The Philadelphia Shaker Society is often overlooked within the overall arc of Shaker history. Perhaps this is because the Philadelphia settlement was a short-lived experiment that lasted only 50 years, operating as an offsite “out family” of the Watervliet community from 1858 to 1908. Or, maybe it is because records of the Philadelphia outpost are scant. Few written accounts survive—what we do know comes from letters retained by other branches of the Society, and the Philadelphia Shakers were not furniture makers or craftspeople, so material culture is not a tangible tether to the lives and experiences of Philadelphia’s extraordinary Believers.
As a predominantly Black, working-class, urban utopia founded by the visionary, female spiritual leader Mother Rebecca Cox Jackson (1795-1871), the significance of the Philadelphia Shaker community cannot be understated. The Philadelphia Believers actualized the formative ideals of racial and gender equity, integrating Shakerism into everyday life in a profoundly meaningful way that any other branch of the Society could not replicate.
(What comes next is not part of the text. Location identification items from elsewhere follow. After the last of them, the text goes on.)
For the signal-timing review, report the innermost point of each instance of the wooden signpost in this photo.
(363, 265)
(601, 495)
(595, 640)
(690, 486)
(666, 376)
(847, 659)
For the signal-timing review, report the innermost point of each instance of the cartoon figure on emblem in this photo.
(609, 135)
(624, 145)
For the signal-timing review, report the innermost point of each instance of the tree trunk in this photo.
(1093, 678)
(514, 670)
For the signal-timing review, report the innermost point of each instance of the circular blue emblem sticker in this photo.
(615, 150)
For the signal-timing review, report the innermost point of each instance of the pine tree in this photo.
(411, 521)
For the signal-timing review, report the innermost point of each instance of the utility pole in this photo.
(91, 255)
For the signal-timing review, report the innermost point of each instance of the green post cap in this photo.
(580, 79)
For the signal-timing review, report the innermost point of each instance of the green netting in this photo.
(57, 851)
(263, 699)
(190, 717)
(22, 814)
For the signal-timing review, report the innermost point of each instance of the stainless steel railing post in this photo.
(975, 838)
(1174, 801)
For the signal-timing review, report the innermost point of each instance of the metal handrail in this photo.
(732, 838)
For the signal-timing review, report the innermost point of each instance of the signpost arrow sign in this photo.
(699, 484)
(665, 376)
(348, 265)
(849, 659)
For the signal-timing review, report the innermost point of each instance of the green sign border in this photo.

Rebecca Cox Jackson (1795-1871) was born in Philadelphia to a free family of African American descent. Tragedy pervaded her early years. From infancy, Rebecca was raised by her grandmother until, at age two or three, she was transferred to the care of her mother, Jane Wisson (or Wilson), and her stepfather, a sailor. Nothing is known of her biological father, who was most likely deceased. When Rebecca was six, her stepfather died at sea. The following year, her much-beloved grandmother also died and, by the time she was ten, Rebecca was living in a Philadelphia apartment with her mother, younger sister, and infant brother—the presumed offspring from a third marriage. The death of her mother followed just a few years later when Rebecca was 13.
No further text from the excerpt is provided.